金属アレルギーに対しての抗アレルギー薬

抗アレルギー薬は、ケミカルメディエーター遊離抑制薬、エイチ1受容体拮抗薬、トロンボキサン受容体拮抗薬、ロイコトリエン受容体拮抗薬、ティーエイチ2サイトカイン抑制薬に分類できます。
この中で最も効果が強く、即効性があるのはエイチ1受容体拮抗薬です。
この薬は、ヒスタミンと呼ばれるケミカルメディエーターの一種の受容体であるH1受容体を遮断することにより、ヒスタミンの引き起こす、蕁麻疹、鼻炎などのアレルギー症状を抑える抗アレルギー薬です。
このエイチ1受容体拮抗薬がイソジン消毒の際のアレルギー、金属アレルギーに効果があるのか解説します。

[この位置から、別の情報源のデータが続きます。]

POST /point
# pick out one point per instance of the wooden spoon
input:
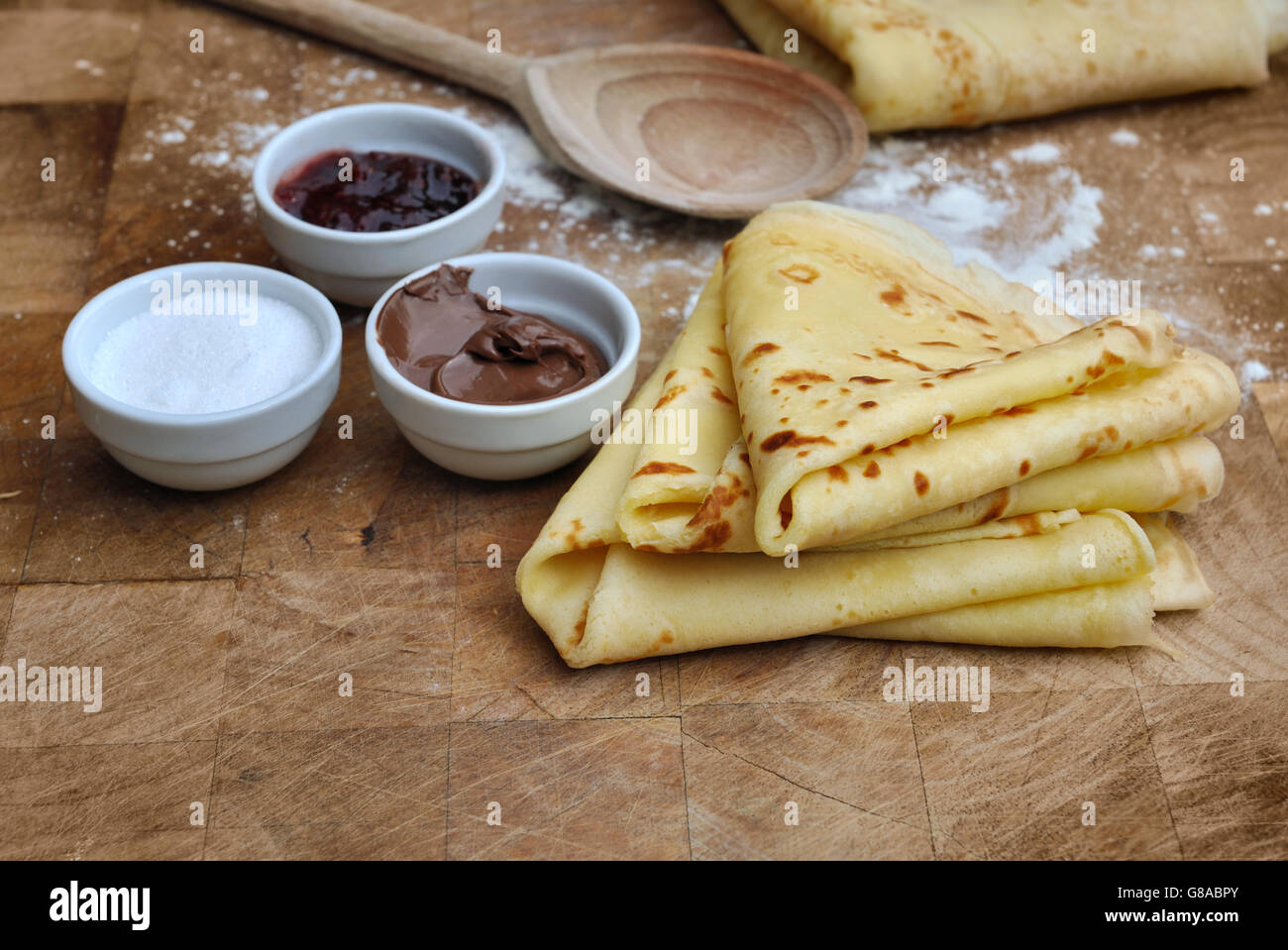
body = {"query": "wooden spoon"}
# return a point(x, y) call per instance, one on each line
point(703, 130)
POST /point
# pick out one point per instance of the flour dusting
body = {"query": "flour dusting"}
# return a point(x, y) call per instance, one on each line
point(977, 210)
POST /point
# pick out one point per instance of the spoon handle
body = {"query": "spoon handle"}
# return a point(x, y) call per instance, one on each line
point(397, 39)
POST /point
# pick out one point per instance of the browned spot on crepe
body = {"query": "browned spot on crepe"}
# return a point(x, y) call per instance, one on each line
point(790, 439)
point(674, 392)
point(802, 273)
point(664, 469)
point(897, 358)
point(996, 507)
point(803, 376)
point(759, 351)
point(1029, 524)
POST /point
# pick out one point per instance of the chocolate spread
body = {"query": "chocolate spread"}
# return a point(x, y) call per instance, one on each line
point(446, 339)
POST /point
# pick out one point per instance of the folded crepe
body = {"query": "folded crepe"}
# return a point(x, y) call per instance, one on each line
point(658, 547)
point(914, 63)
point(700, 494)
point(599, 600)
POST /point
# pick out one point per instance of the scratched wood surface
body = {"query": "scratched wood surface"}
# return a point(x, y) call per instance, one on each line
point(220, 684)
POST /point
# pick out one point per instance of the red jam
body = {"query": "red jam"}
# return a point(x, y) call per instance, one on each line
point(381, 190)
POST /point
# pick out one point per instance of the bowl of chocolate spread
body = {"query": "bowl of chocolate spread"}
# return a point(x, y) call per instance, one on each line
point(500, 366)
point(356, 197)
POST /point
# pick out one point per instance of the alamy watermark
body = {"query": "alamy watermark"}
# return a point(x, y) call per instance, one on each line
point(923, 684)
point(24, 684)
point(209, 297)
point(632, 426)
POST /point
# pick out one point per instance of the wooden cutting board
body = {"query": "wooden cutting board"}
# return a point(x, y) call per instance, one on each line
point(223, 731)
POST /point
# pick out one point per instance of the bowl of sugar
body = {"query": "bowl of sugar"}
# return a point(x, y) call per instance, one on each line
point(204, 376)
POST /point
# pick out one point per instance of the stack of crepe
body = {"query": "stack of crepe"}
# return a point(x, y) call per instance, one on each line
point(927, 63)
point(887, 446)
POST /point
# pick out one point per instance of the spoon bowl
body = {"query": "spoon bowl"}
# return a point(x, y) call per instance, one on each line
point(703, 130)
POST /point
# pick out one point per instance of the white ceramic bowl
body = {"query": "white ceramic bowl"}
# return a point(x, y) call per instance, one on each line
point(356, 267)
point(515, 442)
point(206, 451)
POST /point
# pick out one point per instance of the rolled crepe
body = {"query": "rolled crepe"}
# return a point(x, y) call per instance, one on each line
point(877, 382)
point(699, 493)
point(599, 600)
point(913, 63)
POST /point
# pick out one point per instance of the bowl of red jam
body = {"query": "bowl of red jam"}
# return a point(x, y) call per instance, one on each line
point(356, 197)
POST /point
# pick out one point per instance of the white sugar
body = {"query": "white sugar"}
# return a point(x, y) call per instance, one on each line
point(192, 362)
point(1039, 152)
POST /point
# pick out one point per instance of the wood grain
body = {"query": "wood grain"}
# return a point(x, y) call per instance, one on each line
point(223, 683)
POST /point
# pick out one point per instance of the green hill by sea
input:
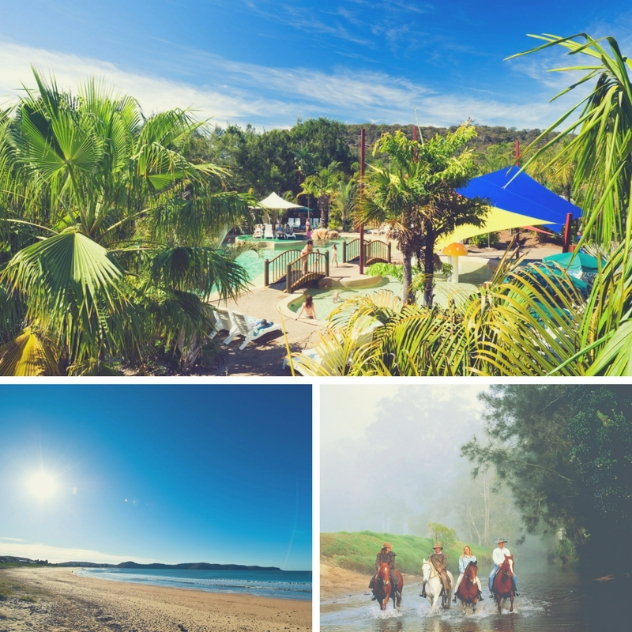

イソジン消毒によるアレルギーはイソジン消毒液に含まれるヨードによって引き起こされるアレルギーで、1型アレルギーに分類されます。
この1型アレルギーに対しては抗アレルギー薬は有効であり、特にヒスタミンの関与が大きいため、エイチ1受容体拮抗薬は最も有効な薬です。
ただ意識障害などを伴う場合には、エイチ1受容体拮抗薬だけでなく、アドレナリンやステロイドも併用されます。

次に金属アレルギーに関してですが、金属アレルギーはイソジンのアレルギーとは異なり、遅発型アレルギーと呼ばれる4型アレルギーに分類されます。
この4型アレルギーとヒスタミンの関連性は少なく、ティー細胞が関連するアレルギーです。
よって、ヒスタミンの働きを抑えるエイチ1受容体拮抗薬では効果は得られず、この場合免疫を抑制する治療が行われます。
代表的な薬剤がステロイドです。

このようにただアレルギーといっても、様々な機序によって引き起こされるアレルギーがあり、それぞれ対処法が異なります。
必ず医師の診察、診断を受け、それに合った治療を受けるようにしましょう。